Question

Find tthe equation of the curve for which product of slope of tangent with its $y$-co-ordinate at any point $(x,y)$ to the curve is $x$-co-ordinate and the curve is passed through $\left(2.1\right)$.

Answer 1

Given that the product of $y$- coordinate of point $(x,y)$ and slope of tangent is its $x$-coordinate.

Therefore,

$y.\frac{dy}{dx}=x$

$\Rightarrow ydy=xdx$

Integrating both sides, we have

$\int ydy=\int xdx$

$\Rightarrow \frac{y^2}{2}+C_1=\frac{x^2}{2}+C_2$

$\Rightarrow x^2-y^2=2(C_1-C_2)$

$\Rightarrow x^2+y^2=C.....\left(1\right)[\because 2(C_1-C_2)=\text{Constant}]$

Given that the curve passes through the point $(2,1)$.

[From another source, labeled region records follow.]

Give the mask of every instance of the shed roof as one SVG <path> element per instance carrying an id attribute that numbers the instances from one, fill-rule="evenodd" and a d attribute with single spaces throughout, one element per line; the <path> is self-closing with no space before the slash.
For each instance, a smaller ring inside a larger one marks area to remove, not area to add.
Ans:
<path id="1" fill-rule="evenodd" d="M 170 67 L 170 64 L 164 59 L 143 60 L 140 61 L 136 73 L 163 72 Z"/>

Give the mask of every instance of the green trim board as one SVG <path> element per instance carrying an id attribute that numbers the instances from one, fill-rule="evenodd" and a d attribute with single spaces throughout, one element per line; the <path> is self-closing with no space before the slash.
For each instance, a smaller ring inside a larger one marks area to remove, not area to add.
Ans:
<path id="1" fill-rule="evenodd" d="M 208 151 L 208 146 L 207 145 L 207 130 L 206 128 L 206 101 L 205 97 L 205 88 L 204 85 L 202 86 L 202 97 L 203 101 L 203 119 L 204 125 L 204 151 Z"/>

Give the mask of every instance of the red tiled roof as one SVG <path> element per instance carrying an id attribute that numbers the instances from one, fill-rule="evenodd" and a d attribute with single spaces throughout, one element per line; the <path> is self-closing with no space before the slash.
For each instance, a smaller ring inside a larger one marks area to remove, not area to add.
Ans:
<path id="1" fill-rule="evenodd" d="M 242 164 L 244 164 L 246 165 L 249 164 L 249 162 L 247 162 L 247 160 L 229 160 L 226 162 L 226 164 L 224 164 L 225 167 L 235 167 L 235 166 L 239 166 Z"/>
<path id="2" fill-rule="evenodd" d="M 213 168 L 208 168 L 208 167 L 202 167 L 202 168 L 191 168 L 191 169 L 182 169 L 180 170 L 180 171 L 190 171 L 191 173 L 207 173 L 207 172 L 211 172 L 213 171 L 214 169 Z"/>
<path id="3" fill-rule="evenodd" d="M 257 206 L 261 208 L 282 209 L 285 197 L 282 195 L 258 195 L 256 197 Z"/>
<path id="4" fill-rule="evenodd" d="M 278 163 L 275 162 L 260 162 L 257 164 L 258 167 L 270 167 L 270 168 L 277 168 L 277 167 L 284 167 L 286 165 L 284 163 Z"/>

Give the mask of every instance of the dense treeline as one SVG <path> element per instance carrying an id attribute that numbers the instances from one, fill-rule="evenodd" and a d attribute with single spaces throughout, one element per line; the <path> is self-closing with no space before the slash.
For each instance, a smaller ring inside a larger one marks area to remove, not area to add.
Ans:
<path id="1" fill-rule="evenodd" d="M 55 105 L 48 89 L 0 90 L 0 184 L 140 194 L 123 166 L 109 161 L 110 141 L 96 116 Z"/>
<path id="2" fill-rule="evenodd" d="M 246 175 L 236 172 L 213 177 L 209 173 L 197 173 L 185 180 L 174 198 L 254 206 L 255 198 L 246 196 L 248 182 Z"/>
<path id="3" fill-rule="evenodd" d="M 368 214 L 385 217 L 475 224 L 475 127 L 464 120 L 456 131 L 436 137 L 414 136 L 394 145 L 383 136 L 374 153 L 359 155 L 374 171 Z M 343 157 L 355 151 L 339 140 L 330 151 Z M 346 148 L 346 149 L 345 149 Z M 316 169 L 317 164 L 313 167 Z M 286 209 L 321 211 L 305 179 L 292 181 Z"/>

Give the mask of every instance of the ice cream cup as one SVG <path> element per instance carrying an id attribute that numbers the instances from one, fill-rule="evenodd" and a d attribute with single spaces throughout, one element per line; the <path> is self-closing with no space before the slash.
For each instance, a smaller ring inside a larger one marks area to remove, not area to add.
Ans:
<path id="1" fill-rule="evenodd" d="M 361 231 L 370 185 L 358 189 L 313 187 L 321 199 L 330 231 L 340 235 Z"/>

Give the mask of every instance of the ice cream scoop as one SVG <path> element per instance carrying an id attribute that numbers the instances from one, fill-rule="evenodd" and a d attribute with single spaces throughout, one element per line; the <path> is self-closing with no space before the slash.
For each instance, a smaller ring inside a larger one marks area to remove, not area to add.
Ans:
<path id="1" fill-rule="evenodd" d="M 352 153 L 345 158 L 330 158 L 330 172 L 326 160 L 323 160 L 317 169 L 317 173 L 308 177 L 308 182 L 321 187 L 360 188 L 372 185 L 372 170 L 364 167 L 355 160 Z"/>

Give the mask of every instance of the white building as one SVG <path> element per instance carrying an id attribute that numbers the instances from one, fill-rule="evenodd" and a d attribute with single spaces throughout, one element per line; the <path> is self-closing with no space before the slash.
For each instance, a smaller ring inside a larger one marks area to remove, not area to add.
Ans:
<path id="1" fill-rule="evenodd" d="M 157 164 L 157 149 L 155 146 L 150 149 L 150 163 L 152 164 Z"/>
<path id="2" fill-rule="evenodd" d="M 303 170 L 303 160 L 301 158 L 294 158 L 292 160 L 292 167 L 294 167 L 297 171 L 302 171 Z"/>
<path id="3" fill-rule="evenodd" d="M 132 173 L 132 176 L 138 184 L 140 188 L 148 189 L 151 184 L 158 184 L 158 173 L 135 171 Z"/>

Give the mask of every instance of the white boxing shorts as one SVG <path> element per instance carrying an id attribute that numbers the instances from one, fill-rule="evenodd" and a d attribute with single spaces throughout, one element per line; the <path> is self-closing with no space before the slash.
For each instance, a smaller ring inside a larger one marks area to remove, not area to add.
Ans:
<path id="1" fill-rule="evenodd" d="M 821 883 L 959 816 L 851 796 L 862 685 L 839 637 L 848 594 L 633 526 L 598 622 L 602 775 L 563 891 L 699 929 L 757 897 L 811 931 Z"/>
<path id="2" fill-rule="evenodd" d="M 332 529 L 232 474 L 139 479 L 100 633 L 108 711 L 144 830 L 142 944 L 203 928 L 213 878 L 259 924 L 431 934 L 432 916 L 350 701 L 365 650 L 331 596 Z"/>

Therefore, the point $(2,1)$ will satisfy the equation of curve.

Therefore,

${\left(2\right)}^2+{\left(1\right)}^2=C$

$\Rightarrow C=5$

Substituting the value of $C$ in ${eq}^n\left(1\right)$, we have

$x^2+y^2=5$

Therefore, the equation of the curve is $x^2+y^2=5$.